No., number; ASIR, age-standardised incidence rate; UI, uncertainty interval; EAPC, estimated annual percentage change; and CI, confidential interval.
Variation in anxiety disorders burden at regional and national level
The new anxiety disorder cases were greatest in middle SDI regions [14.30 (95% UI: 11.58, 17.24)] million in 2019, but the leading ASIR was observed in the high SDI region (7.11/1000) (Table 1). For the GBD regions, the ASIR was greater than 8.0/1000 in Tropical Latin America, Australasia, high-income North America and Western Europe, all with a slightly increasing trend. On the contrary, the lowest ASIR was found in Central Asia with 3.72/1000, followed by high-income Asia Pacific (4.34/1000).

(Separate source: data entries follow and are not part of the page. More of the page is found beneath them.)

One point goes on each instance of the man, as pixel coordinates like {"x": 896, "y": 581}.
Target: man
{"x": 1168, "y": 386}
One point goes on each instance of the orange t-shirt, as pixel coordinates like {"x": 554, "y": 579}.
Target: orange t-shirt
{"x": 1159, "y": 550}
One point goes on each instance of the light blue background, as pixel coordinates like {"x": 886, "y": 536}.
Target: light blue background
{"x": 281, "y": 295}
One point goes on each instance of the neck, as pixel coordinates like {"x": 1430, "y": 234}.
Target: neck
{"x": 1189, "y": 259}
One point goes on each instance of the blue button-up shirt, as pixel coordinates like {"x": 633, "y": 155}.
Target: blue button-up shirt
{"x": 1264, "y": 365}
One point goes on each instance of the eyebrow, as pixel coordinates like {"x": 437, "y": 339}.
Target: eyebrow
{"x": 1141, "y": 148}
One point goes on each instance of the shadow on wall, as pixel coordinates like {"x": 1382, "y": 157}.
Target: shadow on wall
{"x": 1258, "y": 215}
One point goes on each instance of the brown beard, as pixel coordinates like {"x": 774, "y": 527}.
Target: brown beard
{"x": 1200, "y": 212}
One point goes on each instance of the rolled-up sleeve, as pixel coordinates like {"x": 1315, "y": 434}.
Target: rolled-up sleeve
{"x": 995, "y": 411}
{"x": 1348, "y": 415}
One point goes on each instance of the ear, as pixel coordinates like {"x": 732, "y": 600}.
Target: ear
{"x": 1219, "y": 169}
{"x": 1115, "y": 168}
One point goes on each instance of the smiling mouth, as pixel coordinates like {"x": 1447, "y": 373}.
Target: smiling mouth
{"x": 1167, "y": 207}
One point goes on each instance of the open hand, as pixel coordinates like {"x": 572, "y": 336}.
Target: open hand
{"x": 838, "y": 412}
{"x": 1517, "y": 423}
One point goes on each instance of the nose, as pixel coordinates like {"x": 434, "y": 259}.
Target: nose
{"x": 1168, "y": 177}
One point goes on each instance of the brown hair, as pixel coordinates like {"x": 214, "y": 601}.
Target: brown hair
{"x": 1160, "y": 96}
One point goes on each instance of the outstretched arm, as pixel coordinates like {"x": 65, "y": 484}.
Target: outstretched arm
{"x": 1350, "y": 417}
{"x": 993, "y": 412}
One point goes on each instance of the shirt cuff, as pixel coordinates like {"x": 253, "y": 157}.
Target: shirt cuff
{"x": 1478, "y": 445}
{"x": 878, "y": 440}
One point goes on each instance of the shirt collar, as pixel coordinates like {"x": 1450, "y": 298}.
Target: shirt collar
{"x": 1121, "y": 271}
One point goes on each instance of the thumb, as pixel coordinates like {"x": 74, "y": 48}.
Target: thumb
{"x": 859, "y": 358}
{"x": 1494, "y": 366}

The variety of ASIR of anxiety disorders was close to three times across the world in 2019, with the highest ASIR observed in Iran (10.27/1000), and the lowest rate observed in Uzbekistan (3.49/1000). Besides, the ASIR in 2019 exceeding 8/1000 was observed in other 21 countries, including Portugal, Brazil, New Zealand, Norway etc. (Fig. 1a, online Supplementary Table S3). Conversely, the ASIR was lower than 5/1000 in Kyrgyzstan, Kazakhstan, Mongolia and other 21 countries (Fig. 1, online Supplementary Table S4). The geographic distribution of ASPR and age-standardised DALYs rate of anxiety disorders in 2019 were highly consistent with the distribution of ASIR (online Supplementary Tables S3 and S4, Fig. 1, online Supplementary Fig. S1).
The ASIR of anxiety disorders significantly increased in middle, low-middle and low SDI regions from 1990 to 2019 [EAPC = 0.11 (95% CI: 0.06, 0.15), EAPC = 0.14 (95% CI: 0.08, 0.19) and EAPC = 0.12 (95% CI: 0.04, 0.19), respectively], conversely the ASIR remained stable in high and high-middle SDI regions (Table 1). The largest increase in ASIR was observed in Tropical Latin America [EAPC = 0.51 (95% CI: 0.27, 0.76)), followed by Central Latin America and South Asia (EAPC = 0.33 (95% CI: 0.21, 0.45) and EAPC = 0.22 (95% CI: 0.06, 0.37), respectively], whereas East Asia, high-income Asia Pacific and Central Asia presented a downward trend in the ASIRs [lowest EAPC = −0.33 (95% CI: −0.41, −0.25) in East Asia]. The similar trend in ASPR and age-standardised DALYs rate of anxiety disorders were found during the period (online Supplementary Tables S1 and S2).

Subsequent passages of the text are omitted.